Replace aged PSU electrolytics. If a sagging T3+ PSU is root cause and you have bench capability, the bulk primary electrolytics (typically 400 V, 680 uF or equivalent) can be replaced. Discharge safely first — a 10 kilo-ohm 5 W resistor across the terminals for 5 minutes, then verify zero volts with a meter. Match voltage rating exactly and equal-or-higher capacitance. Extends the life of an otherwise obsolete Innosilicon PSU by years — often the only practical path since new OEM T3+ PSUs are out of production.
Ship to D-Central when DIY routes are exhausted. If thermal imaging showed an isolated chip hot spot, if a sensor reads implausibly at cold boot, if hashboard shows scorch marks near an ASIC position, or if repaste did not move per-chain temp meaningfully — you are in chip-level repair territory. Innosilicon T3 ASICs are a proprietary platform, replacement silicon is scarce, and reflow requires a Mining Hacker test fixture built for the T3 family. Ship the hashboard (not the whole miner) to D-Central's ASIC repair bench. Mark the ticket `Innosilicon T3+ thermal`.
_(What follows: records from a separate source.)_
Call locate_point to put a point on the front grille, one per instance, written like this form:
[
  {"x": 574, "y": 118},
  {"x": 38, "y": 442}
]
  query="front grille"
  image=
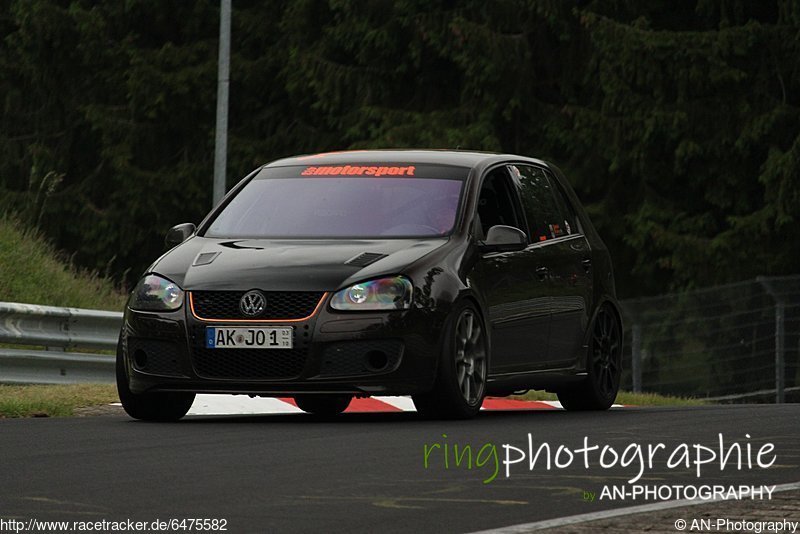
[
  {"x": 154, "y": 357},
  {"x": 281, "y": 305},
  {"x": 249, "y": 364}
]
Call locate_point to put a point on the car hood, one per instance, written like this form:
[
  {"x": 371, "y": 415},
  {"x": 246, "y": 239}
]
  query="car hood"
[{"x": 287, "y": 265}]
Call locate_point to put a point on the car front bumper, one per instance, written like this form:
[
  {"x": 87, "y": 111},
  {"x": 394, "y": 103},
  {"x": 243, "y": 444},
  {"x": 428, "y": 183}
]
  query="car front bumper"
[{"x": 388, "y": 353}]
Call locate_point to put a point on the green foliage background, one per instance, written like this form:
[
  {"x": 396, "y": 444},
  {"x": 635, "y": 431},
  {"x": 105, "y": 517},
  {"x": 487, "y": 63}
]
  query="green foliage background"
[{"x": 678, "y": 122}]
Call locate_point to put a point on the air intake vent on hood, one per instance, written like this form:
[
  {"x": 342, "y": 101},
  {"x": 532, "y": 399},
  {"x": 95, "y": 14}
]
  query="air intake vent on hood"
[
  {"x": 204, "y": 258},
  {"x": 364, "y": 259}
]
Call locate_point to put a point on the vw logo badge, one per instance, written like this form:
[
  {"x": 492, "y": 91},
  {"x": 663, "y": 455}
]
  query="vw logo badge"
[{"x": 253, "y": 303}]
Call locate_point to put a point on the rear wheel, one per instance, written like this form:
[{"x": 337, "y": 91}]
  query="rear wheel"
[
  {"x": 327, "y": 405},
  {"x": 162, "y": 406},
  {"x": 603, "y": 368},
  {"x": 461, "y": 379}
]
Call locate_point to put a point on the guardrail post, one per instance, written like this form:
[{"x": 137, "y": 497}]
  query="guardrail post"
[
  {"x": 636, "y": 358},
  {"x": 780, "y": 368}
]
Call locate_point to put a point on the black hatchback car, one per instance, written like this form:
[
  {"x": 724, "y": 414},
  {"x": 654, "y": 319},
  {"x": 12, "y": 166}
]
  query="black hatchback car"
[{"x": 443, "y": 275}]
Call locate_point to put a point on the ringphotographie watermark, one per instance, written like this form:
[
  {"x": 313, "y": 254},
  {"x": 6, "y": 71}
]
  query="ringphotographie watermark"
[{"x": 506, "y": 459}]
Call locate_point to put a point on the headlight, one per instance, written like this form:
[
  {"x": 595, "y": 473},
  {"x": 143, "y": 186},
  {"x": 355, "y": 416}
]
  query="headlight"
[
  {"x": 383, "y": 294},
  {"x": 154, "y": 293}
]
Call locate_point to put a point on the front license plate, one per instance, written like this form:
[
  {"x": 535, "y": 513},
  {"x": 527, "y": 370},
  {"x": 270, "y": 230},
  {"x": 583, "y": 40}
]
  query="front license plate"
[{"x": 249, "y": 338}]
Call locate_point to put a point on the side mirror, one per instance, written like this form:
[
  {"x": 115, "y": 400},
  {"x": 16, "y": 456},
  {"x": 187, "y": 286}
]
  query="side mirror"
[
  {"x": 178, "y": 234},
  {"x": 501, "y": 238}
]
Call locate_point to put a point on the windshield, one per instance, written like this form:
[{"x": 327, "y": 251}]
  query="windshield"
[{"x": 277, "y": 203}]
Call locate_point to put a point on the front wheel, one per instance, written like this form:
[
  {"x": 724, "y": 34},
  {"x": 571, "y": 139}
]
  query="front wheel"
[
  {"x": 325, "y": 405},
  {"x": 162, "y": 406},
  {"x": 603, "y": 367},
  {"x": 461, "y": 379}
]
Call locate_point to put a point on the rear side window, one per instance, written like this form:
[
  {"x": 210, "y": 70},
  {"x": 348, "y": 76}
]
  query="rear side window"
[{"x": 548, "y": 213}]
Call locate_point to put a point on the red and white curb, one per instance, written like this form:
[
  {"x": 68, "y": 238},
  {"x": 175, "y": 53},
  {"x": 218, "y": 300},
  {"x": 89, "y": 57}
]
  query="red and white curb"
[
  {"x": 244, "y": 405},
  {"x": 238, "y": 405}
]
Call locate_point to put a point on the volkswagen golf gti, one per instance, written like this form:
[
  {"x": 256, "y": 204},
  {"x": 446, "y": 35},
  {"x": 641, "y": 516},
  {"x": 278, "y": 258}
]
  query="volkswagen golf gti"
[{"x": 443, "y": 275}]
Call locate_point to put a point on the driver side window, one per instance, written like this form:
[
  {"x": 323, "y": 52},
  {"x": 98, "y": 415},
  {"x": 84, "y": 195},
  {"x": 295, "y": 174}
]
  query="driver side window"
[{"x": 497, "y": 204}]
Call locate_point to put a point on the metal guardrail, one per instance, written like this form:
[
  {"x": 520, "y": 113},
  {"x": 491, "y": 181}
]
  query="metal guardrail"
[{"x": 57, "y": 330}]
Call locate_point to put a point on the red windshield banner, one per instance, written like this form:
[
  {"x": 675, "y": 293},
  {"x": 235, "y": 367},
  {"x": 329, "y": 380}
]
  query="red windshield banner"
[{"x": 357, "y": 170}]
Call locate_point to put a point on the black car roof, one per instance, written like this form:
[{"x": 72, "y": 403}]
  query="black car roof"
[{"x": 460, "y": 158}]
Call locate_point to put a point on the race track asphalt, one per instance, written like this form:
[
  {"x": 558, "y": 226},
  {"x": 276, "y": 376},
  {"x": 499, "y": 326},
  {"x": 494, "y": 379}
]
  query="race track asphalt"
[{"x": 365, "y": 472}]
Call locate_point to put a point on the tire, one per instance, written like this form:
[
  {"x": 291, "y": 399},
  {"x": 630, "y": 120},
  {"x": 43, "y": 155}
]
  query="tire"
[
  {"x": 166, "y": 406},
  {"x": 325, "y": 405},
  {"x": 460, "y": 385},
  {"x": 603, "y": 367}
]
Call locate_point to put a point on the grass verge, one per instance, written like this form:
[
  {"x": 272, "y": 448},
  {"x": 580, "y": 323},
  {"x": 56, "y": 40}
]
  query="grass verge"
[
  {"x": 33, "y": 272},
  {"x": 53, "y": 400},
  {"x": 626, "y": 397}
]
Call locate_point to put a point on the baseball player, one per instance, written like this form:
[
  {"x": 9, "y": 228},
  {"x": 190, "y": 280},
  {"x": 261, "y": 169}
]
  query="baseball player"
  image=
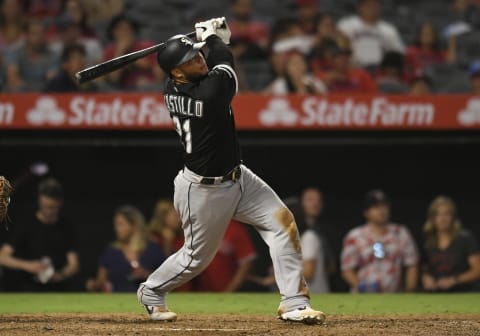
[{"x": 214, "y": 186}]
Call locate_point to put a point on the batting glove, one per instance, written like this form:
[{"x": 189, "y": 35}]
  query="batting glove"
[
  {"x": 222, "y": 30},
  {"x": 205, "y": 29}
]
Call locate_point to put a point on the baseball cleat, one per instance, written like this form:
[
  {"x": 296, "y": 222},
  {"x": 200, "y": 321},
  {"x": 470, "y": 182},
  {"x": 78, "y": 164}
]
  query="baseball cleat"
[
  {"x": 160, "y": 314},
  {"x": 305, "y": 315}
]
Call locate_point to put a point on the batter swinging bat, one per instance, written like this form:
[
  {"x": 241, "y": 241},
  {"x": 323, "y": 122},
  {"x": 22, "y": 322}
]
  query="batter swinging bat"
[{"x": 101, "y": 69}]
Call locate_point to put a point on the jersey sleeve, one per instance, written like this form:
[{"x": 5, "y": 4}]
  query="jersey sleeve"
[
  {"x": 310, "y": 245},
  {"x": 222, "y": 78}
]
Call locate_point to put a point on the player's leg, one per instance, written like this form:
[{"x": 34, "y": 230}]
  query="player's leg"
[
  {"x": 205, "y": 211},
  {"x": 261, "y": 207}
]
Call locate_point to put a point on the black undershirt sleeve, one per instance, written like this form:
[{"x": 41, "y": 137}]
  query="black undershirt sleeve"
[{"x": 219, "y": 53}]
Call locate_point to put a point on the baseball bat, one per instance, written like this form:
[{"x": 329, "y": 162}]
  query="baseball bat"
[{"x": 106, "y": 67}]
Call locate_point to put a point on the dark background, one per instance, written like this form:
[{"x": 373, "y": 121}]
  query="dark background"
[{"x": 102, "y": 170}]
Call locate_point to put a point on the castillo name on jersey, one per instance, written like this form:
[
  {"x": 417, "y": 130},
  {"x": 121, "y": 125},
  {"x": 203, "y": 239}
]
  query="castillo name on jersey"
[{"x": 184, "y": 106}]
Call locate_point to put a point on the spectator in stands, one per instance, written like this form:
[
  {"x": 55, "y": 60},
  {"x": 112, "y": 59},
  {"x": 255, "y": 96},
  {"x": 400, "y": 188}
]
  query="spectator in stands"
[
  {"x": 342, "y": 77},
  {"x": 44, "y": 9},
  {"x": 69, "y": 33},
  {"x": 452, "y": 254},
  {"x": 296, "y": 79},
  {"x": 143, "y": 74},
  {"x": 249, "y": 38},
  {"x": 318, "y": 260},
  {"x": 76, "y": 10},
  {"x": 12, "y": 21},
  {"x": 31, "y": 65},
  {"x": 73, "y": 60},
  {"x": 374, "y": 255},
  {"x": 318, "y": 58},
  {"x": 466, "y": 17},
  {"x": 231, "y": 264},
  {"x": 475, "y": 77},
  {"x": 130, "y": 259},
  {"x": 165, "y": 227},
  {"x": 420, "y": 85},
  {"x": 307, "y": 13},
  {"x": 369, "y": 35},
  {"x": 42, "y": 250},
  {"x": 427, "y": 50},
  {"x": 390, "y": 76},
  {"x": 287, "y": 36}
]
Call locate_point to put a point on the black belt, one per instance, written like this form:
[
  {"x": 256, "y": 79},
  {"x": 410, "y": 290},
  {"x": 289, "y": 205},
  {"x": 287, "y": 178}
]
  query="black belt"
[{"x": 233, "y": 175}]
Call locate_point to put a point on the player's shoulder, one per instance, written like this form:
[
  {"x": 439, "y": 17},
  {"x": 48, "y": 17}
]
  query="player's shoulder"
[
  {"x": 350, "y": 22},
  {"x": 224, "y": 71}
]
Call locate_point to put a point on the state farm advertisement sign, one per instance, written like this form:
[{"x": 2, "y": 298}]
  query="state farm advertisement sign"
[{"x": 252, "y": 112}]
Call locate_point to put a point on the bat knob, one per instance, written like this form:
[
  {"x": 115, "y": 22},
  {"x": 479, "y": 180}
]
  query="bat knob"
[{"x": 78, "y": 77}]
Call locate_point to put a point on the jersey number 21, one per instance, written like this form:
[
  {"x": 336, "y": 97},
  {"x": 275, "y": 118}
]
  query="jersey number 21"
[{"x": 185, "y": 133}]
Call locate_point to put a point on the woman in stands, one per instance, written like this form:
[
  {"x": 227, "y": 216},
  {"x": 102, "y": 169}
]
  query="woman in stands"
[
  {"x": 427, "y": 50},
  {"x": 452, "y": 255},
  {"x": 130, "y": 259}
]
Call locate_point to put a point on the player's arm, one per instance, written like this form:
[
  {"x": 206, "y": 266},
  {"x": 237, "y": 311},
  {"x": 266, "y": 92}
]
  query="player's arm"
[
  {"x": 7, "y": 259},
  {"x": 216, "y": 34}
]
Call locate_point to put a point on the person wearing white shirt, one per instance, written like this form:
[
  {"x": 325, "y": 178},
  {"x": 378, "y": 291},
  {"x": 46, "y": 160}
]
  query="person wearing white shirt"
[{"x": 370, "y": 37}]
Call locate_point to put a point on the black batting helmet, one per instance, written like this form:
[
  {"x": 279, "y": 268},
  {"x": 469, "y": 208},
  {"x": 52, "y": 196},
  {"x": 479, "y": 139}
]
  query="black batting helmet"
[{"x": 177, "y": 50}]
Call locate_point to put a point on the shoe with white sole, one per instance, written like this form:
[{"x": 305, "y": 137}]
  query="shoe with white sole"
[
  {"x": 305, "y": 315},
  {"x": 160, "y": 314}
]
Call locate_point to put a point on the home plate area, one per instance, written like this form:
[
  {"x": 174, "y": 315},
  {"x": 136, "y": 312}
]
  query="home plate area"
[{"x": 232, "y": 324}]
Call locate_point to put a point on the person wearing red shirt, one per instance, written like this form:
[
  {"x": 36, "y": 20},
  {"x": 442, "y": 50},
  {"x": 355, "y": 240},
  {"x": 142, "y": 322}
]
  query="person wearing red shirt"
[
  {"x": 343, "y": 78},
  {"x": 142, "y": 74},
  {"x": 230, "y": 266},
  {"x": 426, "y": 51}
]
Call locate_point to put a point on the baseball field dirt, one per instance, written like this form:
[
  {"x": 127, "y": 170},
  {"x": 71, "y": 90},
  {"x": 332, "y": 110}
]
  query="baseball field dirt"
[
  {"x": 230, "y": 324},
  {"x": 244, "y": 314}
]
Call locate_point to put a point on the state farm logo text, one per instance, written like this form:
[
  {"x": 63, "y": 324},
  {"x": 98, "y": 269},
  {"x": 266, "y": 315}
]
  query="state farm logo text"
[
  {"x": 318, "y": 111},
  {"x": 88, "y": 111}
]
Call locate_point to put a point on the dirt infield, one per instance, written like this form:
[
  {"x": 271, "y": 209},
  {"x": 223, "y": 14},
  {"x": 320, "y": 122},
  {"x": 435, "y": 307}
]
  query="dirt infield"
[{"x": 245, "y": 325}]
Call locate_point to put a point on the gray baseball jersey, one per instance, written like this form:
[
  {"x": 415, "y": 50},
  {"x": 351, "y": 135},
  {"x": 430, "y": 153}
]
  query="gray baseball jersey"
[{"x": 207, "y": 203}]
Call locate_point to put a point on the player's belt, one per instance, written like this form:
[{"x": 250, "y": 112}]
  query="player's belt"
[{"x": 233, "y": 175}]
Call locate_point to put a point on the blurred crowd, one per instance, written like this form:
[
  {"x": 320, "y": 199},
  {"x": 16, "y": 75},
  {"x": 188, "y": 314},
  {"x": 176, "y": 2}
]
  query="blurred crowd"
[
  {"x": 378, "y": 256},
  {"x": 307, "y": 48}
]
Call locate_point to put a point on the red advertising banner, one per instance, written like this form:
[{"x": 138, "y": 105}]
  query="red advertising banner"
[{"x": 129, "y": 111}]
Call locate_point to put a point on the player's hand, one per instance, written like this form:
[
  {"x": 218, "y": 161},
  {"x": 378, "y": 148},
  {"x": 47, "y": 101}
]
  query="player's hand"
[
  {"x": 34, "y": 267},
  {"x": 446, "y": 283},
  {"x": 222, "y": 30},
  {"x": 205, "y": 29},
  {"x": 429, "y": 283}
]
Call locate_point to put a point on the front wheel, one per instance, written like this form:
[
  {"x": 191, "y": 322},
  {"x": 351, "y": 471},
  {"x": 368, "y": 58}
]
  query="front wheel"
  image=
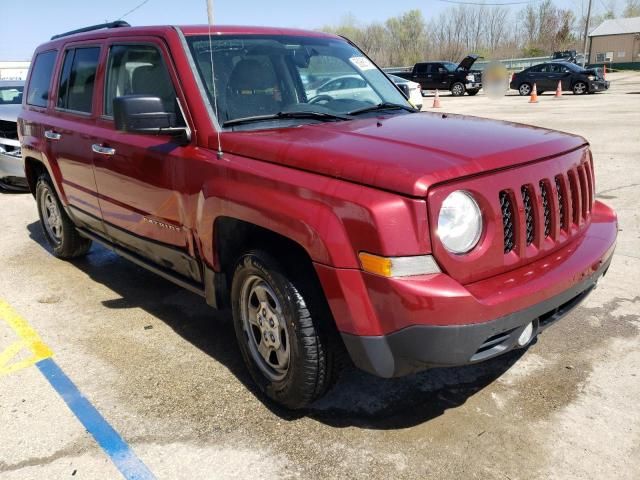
[
  {"x": 580, "y": 88},
  {"x": 59, "y": 230},
  {"x": 457, "y": 89},
  {"x": 288, "y": 355}
]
Prevention: establish a cleaning and monitoring schedule. Schedule compressed-air blow-outs every 3 months in clean environments, every 4-6 weeks in dusty ones. Alert on per-chain temp above 75 C sustained, not just on the hard-trip at 85 C — that gives you roughly 2 weeks of warning before shutdowns start. Document firmware version in use so you can roll back if a future build regresses. Plan a repaste every 2-3 years of continuous operation. On any 5+ year old T3+ PSU, budget a cap refresh before cascading faults begin.
Canadian operator special: plan for seasonal extremes. In winter, the T3+ is a 3300 W space heater that pays you back — leverage it. In summer (above 25 C ambient), plan dedicated HVAC, ducted exhaust to outside, or seasonal shutdown. The T3+ thermal envelope is tighter than modern Antminer gear and will trip at ambients that newer miners tolerate. If you run in a Quebec basement with natural cold in February, you are the target customer — just do not carry February geometry into August without intervention.
When to Seek Professional Repair
If the steps above do not resolve the issue, or if you are not comfortable performing these repairs yourself, professional service is recommended. Attempting advanced repairs without proper equipment can cause further damage.